La Russie a distribué plus de 12 milliards de dollars sous forme de subventions publiques et de prêts pour maintenir son secteur de l'aviation à flot depuis que les sanctions occidentales liées à l'invasion de l'Ukraine par Moscou ont interrompu l'approvisionnement en pièces détachées et en services de maintenance, selon une analyse de l'agence Reuters.

Dépendante des avions fabriqués à l'étranger, la Russie est confrontée à la tâche colossale de développer son industrie aéronautique seule avec des pièces détachées d'origine nationale, tout en achetant des avions à des loueurs étrangers pour éviter qu'une plus grande partie de sa flotte ne soit saisie.

Les constructeurs aéronautiques occidentaux Airbus et Boeing ont interrompu la fourniture de services et de pièces détachées en mars 2022 et ont renoncé à assurer la maintenance régulière de la compagnie nationale Aeroflot et d'autres compagnies aériennes russes.

Depuis lors, la Russie a dépensé 1,09 trillion de roubles (12,07 milliards de dollars) pour soutenir l'industrie de l'aviation civile, y compris la construction d'avions et l'aide financière aux compagnies aériennes, selon les calculs de Reuters, basés sur les données du ministère des Finances et de la Chambre des comptes, qui supervise l'exécution du budget.
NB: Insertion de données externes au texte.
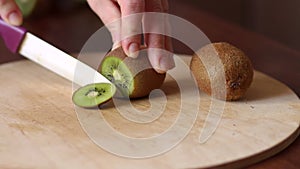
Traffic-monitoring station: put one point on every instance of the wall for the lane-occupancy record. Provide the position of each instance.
(275, 19)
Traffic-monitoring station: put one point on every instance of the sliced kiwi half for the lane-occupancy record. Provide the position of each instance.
(133, 77)
(93, 95)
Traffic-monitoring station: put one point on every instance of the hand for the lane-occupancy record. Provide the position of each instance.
(10, 12)
(131, 28)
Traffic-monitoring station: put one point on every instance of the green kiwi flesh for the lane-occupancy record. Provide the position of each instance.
(133, 77)
(117, 72)
(93, 95)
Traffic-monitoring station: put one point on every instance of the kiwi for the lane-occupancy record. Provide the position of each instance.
(237, 68)
(134, 77)
(93, 95)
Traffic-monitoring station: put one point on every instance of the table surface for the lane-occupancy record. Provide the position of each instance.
(70, 30)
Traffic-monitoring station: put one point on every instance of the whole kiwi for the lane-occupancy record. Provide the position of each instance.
(238, 71)
(134, 77)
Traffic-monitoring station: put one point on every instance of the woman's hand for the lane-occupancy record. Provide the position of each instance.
(10, 12)
(128, 32)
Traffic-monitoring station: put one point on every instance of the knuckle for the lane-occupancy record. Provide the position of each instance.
(156, 7)
(3, 2)
(135, 5)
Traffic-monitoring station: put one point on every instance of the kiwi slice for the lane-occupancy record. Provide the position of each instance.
(93, 95)
(134, 78)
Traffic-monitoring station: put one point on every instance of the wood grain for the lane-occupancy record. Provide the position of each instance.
(40, 129)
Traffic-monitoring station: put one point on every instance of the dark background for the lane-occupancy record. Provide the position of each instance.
(276, 19)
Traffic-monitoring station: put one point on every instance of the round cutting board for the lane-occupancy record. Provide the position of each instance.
(39, 127)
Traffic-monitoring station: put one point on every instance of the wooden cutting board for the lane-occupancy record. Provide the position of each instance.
(39, 127)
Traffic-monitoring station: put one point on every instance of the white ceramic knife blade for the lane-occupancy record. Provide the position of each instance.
(58, 61)
(18, 40)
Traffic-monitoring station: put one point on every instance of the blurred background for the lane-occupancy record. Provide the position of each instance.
(73, 20)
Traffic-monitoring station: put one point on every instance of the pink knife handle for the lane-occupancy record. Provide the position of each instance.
(11, 35)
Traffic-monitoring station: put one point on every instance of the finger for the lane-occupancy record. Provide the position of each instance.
(158, 44)
(165, 5)
(10, 12)
(131, 11)
(109, 12)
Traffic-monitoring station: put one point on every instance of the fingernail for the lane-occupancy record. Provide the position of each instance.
(15, 19)
(116, 45)
(133, 50)
(166, 63)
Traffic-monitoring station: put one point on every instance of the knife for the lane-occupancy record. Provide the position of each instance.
(18, 40)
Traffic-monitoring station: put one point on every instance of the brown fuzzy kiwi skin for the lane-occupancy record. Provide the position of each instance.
(145, 78)
(237, 66)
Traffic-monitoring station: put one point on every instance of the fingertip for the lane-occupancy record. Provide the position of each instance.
(132, 50)
(161, 61)
(15, 18)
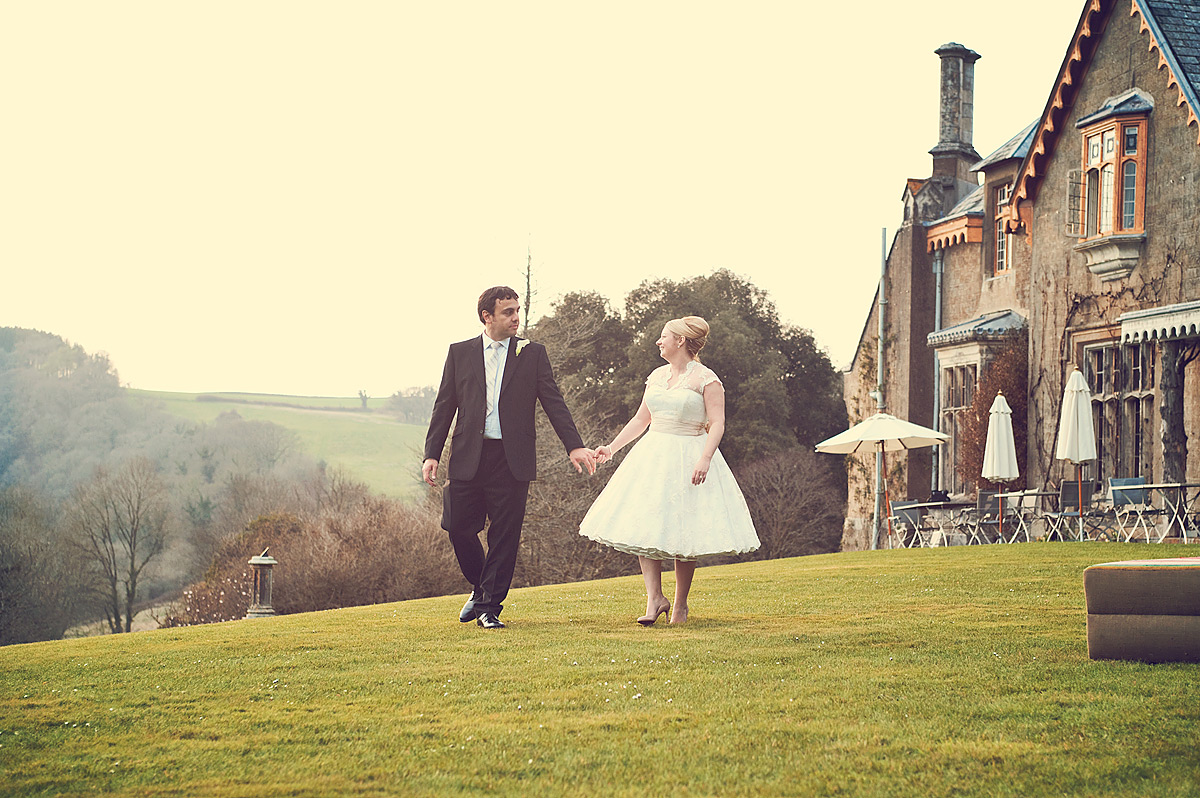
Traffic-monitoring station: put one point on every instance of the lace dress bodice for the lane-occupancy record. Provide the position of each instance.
(678, 408)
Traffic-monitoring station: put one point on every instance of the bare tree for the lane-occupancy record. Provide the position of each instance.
(120, 517)
(796, 501)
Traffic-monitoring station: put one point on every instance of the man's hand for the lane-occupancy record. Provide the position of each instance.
(430, 472)
(583, 459)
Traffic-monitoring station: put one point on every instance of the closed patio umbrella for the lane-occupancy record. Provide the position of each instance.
(1077, 436)
(1000, 451)
(882, 432)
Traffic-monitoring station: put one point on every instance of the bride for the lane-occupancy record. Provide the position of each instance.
(673, 497)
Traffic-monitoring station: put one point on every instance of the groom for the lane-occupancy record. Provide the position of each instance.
(492, 382)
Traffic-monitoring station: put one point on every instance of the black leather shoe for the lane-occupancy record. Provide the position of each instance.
(489, 621)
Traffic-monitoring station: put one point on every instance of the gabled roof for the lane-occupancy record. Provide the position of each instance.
(1135, 101)
(1014, 148)
(1174, 28)
(961, 225)
(989, 327)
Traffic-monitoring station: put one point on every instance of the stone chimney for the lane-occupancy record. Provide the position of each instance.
(954, 154)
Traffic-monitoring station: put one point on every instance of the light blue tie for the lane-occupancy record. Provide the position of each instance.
(493, 384)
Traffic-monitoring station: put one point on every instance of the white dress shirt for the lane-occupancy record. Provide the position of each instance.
(493, 378)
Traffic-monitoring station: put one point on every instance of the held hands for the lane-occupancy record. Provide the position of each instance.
(583, 459)
(430, 472)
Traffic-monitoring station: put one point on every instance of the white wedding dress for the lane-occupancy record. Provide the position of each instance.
(649, 507)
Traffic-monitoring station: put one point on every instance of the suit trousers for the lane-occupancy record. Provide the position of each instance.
(493, 495)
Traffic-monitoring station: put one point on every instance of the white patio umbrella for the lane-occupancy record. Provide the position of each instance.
(1077, 436)
(882, 432)
(1000, 451)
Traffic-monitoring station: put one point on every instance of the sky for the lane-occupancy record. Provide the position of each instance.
(307, 198)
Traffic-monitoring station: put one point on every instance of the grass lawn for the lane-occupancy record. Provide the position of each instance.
(931, 672)
(371, 447)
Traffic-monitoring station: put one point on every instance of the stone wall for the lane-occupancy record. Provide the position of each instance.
(1066, 298)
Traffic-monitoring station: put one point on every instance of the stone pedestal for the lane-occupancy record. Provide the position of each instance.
(261, 599)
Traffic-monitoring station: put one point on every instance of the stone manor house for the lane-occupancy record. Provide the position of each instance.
(1084, 231)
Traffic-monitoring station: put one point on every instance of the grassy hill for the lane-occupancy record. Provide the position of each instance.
(371, 447)
(931, 672)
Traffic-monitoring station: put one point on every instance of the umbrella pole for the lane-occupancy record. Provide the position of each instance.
(1079, 481)
(887, 499)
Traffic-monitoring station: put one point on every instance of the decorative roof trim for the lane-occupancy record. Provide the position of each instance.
(1074, 65)
(1162, 323)
(1083, 46)
(961, 229)
(1167, 60)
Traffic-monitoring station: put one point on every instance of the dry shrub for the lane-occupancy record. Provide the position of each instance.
(376, 551)
(797, 502)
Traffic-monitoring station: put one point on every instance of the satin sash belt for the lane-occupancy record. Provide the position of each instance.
(678, 427)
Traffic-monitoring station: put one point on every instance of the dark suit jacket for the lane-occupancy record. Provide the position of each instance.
(527, 379)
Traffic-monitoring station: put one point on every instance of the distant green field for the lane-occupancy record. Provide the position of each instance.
(370, 447)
Ces dépenses sont presque deux fois plus importantes que les 547 milliards de roubles de paiements effectués en 2020-21, lorsque la pandémie de COVID-19 a entraîné une réduction drastique du transport aérien, et soulignent l'ampleur des efforts déployés par le Kremlin pour prendre le contrôle d'une industrie cruciale.

"Notre flotte aérienne est surchargée d'avions fabriqués à l'étranger", a déclaré le président Vladimir Poutine la semaine dernière. "Nous prévoyons de produire plus de 1 000 avions d'ici à 2030, nos propres avions. Du travail est nécessaire.

Selon le fournisseur suisse de renseignements aéronautiques ch-aviation, les compagnies aériennes russes exploitent actuellement 991 avions, dont 405 fabriqués en Russie.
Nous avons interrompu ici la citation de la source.